All of lore.kernel.org
 help / color / mirror / Atom feed
From: Jonathan Tan <jonathantanmy@google.com>
To: git@vger.kernel.org
Cc: Jonathan Tan <jonathantanmy@google.com>,
	matheus.bernardino@usp.br, gitster@pobox.com
Subject: [PATCH v3 1/8] submodule: lazily add submodule ODBs as alternates
Date: Mon, 16 Aug 2021 14:09:51 -0700	[thread overview]
Message-ID: <5994a517e8afc345e8f649b2368756e22b0e9ebe.1629148153.git.jonathantanmy@google.com> (raw)
In-Reply-To: <cover.1629148153.git.jonathantanmy@google.com>

Teach Git to add submodule ODBs as alternates to the object store of
the_repository only upon the first access of an object not in
the_repository, and not when add_submodule_odb() is called.

This provides a means of gradually migrating from accessing a
submodule's object through alternates to accessing a submodule's object
by explicitly passing its repository object.
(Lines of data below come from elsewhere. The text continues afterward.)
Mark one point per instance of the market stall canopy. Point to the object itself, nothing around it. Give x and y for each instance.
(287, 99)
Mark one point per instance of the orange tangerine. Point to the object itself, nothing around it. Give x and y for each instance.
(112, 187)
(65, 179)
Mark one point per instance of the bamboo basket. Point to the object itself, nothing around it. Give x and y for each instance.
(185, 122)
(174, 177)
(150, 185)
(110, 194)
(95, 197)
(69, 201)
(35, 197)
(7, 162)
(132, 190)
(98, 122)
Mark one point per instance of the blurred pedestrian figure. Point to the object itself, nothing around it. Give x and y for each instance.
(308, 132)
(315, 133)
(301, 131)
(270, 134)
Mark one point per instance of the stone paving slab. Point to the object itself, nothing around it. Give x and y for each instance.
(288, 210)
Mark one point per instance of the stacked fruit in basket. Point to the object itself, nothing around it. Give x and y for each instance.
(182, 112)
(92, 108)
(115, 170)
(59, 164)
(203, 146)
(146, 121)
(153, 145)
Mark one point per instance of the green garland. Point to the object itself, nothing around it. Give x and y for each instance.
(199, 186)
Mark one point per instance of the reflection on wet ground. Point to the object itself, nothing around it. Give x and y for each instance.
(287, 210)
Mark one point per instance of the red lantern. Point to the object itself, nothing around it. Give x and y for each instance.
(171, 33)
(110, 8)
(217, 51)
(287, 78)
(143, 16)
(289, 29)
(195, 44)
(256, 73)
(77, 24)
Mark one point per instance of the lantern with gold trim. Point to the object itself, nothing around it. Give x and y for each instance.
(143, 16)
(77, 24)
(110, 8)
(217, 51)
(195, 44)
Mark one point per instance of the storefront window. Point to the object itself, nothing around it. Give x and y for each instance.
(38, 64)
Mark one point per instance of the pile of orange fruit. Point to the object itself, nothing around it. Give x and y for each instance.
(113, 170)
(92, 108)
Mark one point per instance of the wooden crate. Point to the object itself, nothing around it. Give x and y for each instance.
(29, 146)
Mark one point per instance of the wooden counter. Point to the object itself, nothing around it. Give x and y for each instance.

Any Git command can declare
that it might access submodule objects by calling add_submodule_odb()
(as they do now), but the submodule ODBs themselves will not be added
until needed, so individual commands and/or combinations of arguments
can be migrated one by one.

[The advantage of explicit repository-object passing is code clarity (it
is clear which repository an object read is from), performance (there is
no need to linearly search through all submodule ODBs whenever an object
is accessed from any repository, whether superproject or submodule), and
the possibility of future features like partial clone submodules (which
right now is not possible because if an object is missing, we do not
know which repository to lazy-fetch into).]

This commit also introduces an environment variable that a test may set
to make the actual registration of alternates fatal, in order to
demonstrate that its codepaths do not need this registration.

Signed-off-by: Jonathan Tan <jonathantanmy@google.com>
---
 object-file.c |  5 +++++
 submodule.c   | 20 +++++++++++++++++++-
 submodule.h   |  7 +++++++
 t/README      | 10 ++++++++++
 4 files changed, 41 insertions(+), 1 deletion(-)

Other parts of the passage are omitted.